This repository contains experimental code. Neither the plain TensorFlow CPU backend nor the TFLite backend support all Accelerate primitives, and there are multiple compatibility as well as correctness issues with Coral's TPU SDK and (probably) our usage of it.

The packages here are NOT yet suitable for actual use.

Packages

This repository contains two packages:

  • accelerate-tensorflow compiles Accelerate code to a TensorFlow graph. It allows running that graph on the default TensorFlow backend (CPU).
  • accelerate-tensorflow-lite extends accelerate-tensorflow and allows running the graph on a TPU using Coral (from Google)'s libedgetpu and the accompanying edgetpu_compiler. This works by converting the graph to a TensorFlow Lite (TFLite) model, hence the name of the package.

Contributions and bug reports are welcome.

Dependencies

Many things are built from source in this repository, either because we need to apply some patches or because we need somewhat different transitive dependency versions than the upstream pre-compiled download has. Still, a few things need to be installed on the system.

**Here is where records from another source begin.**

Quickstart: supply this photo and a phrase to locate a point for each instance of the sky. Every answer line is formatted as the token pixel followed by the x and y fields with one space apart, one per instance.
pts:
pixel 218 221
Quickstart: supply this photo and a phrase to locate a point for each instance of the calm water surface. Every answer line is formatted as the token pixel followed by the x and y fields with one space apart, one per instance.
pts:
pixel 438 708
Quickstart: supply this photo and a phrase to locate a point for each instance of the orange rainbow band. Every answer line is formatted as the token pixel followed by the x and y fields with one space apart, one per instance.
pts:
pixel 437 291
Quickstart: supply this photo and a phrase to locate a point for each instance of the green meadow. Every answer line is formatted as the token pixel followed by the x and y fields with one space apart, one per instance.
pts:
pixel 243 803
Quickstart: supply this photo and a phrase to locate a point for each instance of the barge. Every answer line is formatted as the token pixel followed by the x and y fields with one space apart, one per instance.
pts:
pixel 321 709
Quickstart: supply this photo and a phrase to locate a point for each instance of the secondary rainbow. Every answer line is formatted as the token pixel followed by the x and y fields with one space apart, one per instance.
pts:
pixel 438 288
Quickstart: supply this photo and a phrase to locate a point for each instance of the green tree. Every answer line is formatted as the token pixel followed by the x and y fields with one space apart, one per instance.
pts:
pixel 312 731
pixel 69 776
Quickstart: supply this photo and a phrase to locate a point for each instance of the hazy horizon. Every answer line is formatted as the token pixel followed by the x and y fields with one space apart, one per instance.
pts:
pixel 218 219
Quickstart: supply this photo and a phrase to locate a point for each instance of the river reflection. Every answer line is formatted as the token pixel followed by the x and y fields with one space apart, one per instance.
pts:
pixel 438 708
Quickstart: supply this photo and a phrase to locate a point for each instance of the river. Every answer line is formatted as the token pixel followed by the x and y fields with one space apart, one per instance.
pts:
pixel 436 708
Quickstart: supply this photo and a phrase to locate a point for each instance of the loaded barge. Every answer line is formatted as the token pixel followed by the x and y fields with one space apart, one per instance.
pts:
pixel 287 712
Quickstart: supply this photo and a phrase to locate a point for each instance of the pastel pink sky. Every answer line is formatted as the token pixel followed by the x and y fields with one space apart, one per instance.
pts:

  1. From the Coral apt repository, get the edgetpu_compiler package. (The other edgetpu libraries are either not needed or compiled from source here.)

  2. Furthermore, install the following packages:

    • GHC 8.10.7 and its dependencies (see the ghcup instructions)
    • All dependencies needed by GHC
    • The protobuf compiler protoc (protobuf-compiler on Ubuntu, or see here).
    • curl, gawk, libusb-1.0-0-dev (on Ubuntu)
    • Python 3.10 (not 3.11!), including pip. Furthermore ensure that python3 is available in PATH under the name python, to satisfy TensorFlow's build process.

A sequence of commands starting from a (virtual) machine running fresh, "minimal" Ubuntu Server 22.04.3 and ending up with running the test suite is listed in ubuntu-build-instructions.txt, but note that this excludes two things:

  1. The installation of the Coral edgetpu_compiler;
  2. The setup of the udev rules: see the next section.

Udev rules

In order to be able to access the TPU hardware using a non-root user, you will need to set up udev rules. For the Coral USB Accelerator, the following rules work: (note that both rules are necessary)

$ cat /etc/udev/rules.d/99-edgetpu-accelerator.rules
SUBSYSTEM=="usb",ATTRS{idVendor}=="1a6e",GROUP="edgetpu"
SUBSYSTEM=="usb",ATTRS{idVendor}=="18d1",GROUP="edgetpu"

To get access to the hardware, one then needs to add your Linux user to the edgetpu group. (This is the GROUP= field in the udev rules; you can name this group differently if you want.) Do not forget to re-login after updating your Linux user.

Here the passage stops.